It wasn’t really all that long ago that we were sitting in the Phillies’ dugout at the Vet with Kevin Millwood to pepper him with questions about how he wasn’t going to talk about a contract extension with the team anymore. Remember Kevin Millwood? He threw a no-hitter, went 7-1 in his first 11 starts only to follow that up with a 16-17 record in his final 49 starts in 2003 and 2004. Call Millwood a morning glory. One minute he and Jim Thome were going to deliver the pennant to the Phillies in ’03 and then he couldn’t get out of town fast enough. From there Millwood spent a year in Cleveland where he led the American League in ERA and then to Texas where he has anchored the Rangers’ resurgence (relatively speaking) for the past four years.
More on that later…
But you don’t need to tell me that it was an odd thing to be sitting there with Millwood talking about something he said he didn’t want to talk about. It was a certainly a big deal at the time. Millwood came to the Phillies in the much-heralded trade for Johnny Estrada a few days before Christmas in ’02 with a contract that expired at the end of the season. The thinking then, in the glow of the no-hitter and the 7-1 start, was the Phillies had to sign Millwood to a multiyear deal, but it was easy to tell from the way the righty answered questions and shifted in his seat that he wasn’t too keen on doing anything other than testing the free-agent market.
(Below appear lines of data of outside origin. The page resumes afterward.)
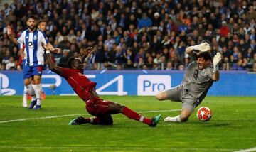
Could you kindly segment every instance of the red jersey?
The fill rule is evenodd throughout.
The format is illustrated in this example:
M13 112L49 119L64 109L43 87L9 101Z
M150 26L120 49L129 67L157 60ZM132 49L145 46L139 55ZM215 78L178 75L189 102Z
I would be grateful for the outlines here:
M79 70L61 68L64 77L72 87L75 92L85 102L90 99L91 90L96 86L96 82L91 82Z

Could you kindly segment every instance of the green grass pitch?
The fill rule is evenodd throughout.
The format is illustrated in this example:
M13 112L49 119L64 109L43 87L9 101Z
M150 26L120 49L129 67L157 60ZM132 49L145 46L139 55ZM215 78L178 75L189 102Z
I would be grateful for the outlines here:
M151 118L176 116L181 103L154 97L102 96ZM42 109L21 107L21 96L0 97L0 151L235 151L256 148L256 98L207 97L199 106L213 110L208 122L196 112L186 123L155 128L112 115L112 126L68 126L79 115L90 116L77 97L46 96ZM196 110L197 110L196 108ZM52 116L52 117L50 117ZM15 120L14 121L6 121Z

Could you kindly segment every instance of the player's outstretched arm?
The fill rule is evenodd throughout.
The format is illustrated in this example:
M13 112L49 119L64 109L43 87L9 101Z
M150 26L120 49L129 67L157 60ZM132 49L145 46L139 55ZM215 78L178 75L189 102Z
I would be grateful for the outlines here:
M55 65L55 64L54 64L54 63L53 62L52 56L50 52L50 46L48 44L46 44L46 45L42 44L42 46L46 50L47 63L49 65L50 70L57 73L58 75L61 75L63 72L63 70L60 67L58 67L57 65Z
M92 47L87 47L82 51L82 61L84 61L85 58L90 56L92 53Z
M51 52L55 53L59 53L60 52L60 48L53 48L53 45L50 44L50 42L48 42L48 45L49 47L49 49Z
M10 38L11 42L13 42L16 45L18 45L17 40L14 38L14 33L12 32L11 28L10 26L7 26L7 36Z
M196 45L190 46L187 48L186 49L186 53L188 53L189 56L192 57L193 50L196 50L201 52L205 52L210 50L210 45L207 42L205 42Z
M217 54L213 58L213 75L212 79L215 81L218 81L220 79L220 72L218 70L218 64L221 60L221 55L220 53Z

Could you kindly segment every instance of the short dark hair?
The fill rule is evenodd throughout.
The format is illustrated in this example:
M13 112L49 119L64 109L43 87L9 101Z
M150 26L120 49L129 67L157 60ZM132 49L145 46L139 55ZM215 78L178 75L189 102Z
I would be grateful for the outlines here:
M30 19L30 18L36 20L36 21L37 20L36 17L35 16L33 16L33 15L28 16L28 20Z
M69 68L71 68L71 65L72 65L72 63L75 60L75 57L70 57L69 59L68 59L68 67Z
M204 60L210 60L210 61L213 60L213 57L211 55L211 53L209 51L205 51L205 52L200 52L197 58L203 57Z
M46 22L46 20L44 20L44 19L41 19L41 20L39 20L38 23L38 24L41 23L41 22Z

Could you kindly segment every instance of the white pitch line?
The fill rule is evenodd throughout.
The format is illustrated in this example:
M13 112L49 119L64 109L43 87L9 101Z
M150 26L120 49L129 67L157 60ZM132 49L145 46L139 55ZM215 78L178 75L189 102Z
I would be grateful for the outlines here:
M224 148L173 148L173 147L88 147L88 146L0 146L1 148L36 148L36 149L68 149L70 151L73 150L165 150L165 151L233 151L235 149Z
M240 149L239 151L234 151L234 152L250 152L250 151L256 151L256 147L250 148L250 149Z
M172 110L151 110L146 112L138 112L139 113L153 113L153 112L176 112L181 111L181 109L172 109ZM89 115L89 114L67 114L67 115L58 115L58 116L43 116L39 118L26 118L26 119L20 119L15 120L6 120L0 121L0 124L8 123L8 122L17 122L17 121L23 121L27 120L38 120L38 119L53 119L53 118L60 118L60 117L66 117L71 116L81 116L81 115Z

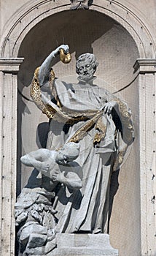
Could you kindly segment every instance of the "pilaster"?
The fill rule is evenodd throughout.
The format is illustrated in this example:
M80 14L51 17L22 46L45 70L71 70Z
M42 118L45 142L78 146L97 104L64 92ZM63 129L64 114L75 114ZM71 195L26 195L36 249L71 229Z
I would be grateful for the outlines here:
M17 72L23 59L0 59L1 255L14 255L16 200ZM10 236L8 236L10 234Z

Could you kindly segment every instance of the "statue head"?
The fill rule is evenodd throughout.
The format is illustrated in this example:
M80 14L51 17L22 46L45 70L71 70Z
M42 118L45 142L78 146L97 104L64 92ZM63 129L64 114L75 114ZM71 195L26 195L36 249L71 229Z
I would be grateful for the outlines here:
M93 53L80 55L76 62L76 72L83 80L93 78L98 64Z
M58 152L56 162L59 165L66 165L77 158L79 154L79 144L74 142L69 142Z

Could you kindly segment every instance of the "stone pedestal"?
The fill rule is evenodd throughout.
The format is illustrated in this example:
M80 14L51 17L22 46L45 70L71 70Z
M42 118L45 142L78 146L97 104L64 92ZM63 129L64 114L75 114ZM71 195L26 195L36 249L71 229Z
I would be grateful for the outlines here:
M118 256L118 250L110 245L108 234L57 234L56 243L57 248L48 256Z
That idea was personified when Millwood chucked his glove into the stands upon exiting the mound in the last ever game played at the Vet.
However, when it came to the free agent market that winter, Millwood re-signed with the Phillies for $11 million. That was his highest salary until this season when he also got $11 million from the Rangers, but that will change in 2010 when Millwood will get a $1 million raise. Had Millwood not reached 180 innings this season, he would have been able to become a free agent this winter and likely would not have been able to command such a high salary.
“I knew what I had to get to,” Millwood said after his start on Monday night.
It’s not like Millwood would not have had paychecks coming in either way. After signing his deal with the Rangers in 2005, it was agreed upon that his $15 million signing bonus would be paid to him from 2011 to 2015.
That means from 2010 to 2015, the Texas Rangers will pay Kevin Millwood $27 million.
Yeah.
But get this… Millwood’s employer, the Texas Rangers, just might be writing checks their butts can’t cash. According to reports, Rangers’ owner Tom Hicks had to borrow $15 million from Major League Baseball in order to make payroll. Moreover, the club was on such shaky financial ground that Hicks will need to sell the team “sooner, rather than later.”
It’s a shame because the financial struggles of the Rangers very well might have cost them more than just making payroll. The thought is the Rangers could have made a push for the wild-card berth or even the AL Central title had they been able to make a deal at the deadline. They couldn’t, of course, because they could not take on more payroll.
You know, not with Kevin Millwood on the hook for $27 million through 2015 whether he throws another pitch or not.
It’s ironic to point out that the Braves traded Millwood to the Phillies simply because they didn’t have enough money to keep him. It was a salary dump, plain and simple. It’s kind of funny how things changed for Millwood this time since there likely won’t be anywhere for the Rangers to dump the salary.
Anyway, sitting there that afternoon in 2003 talking with Millwood, I thought it would be funny to ask him if he thought it was odd that he was talking about a topic that he had just claimed that he did not want to talk about.
“Yeah, so let’s stop talking,” he laughed.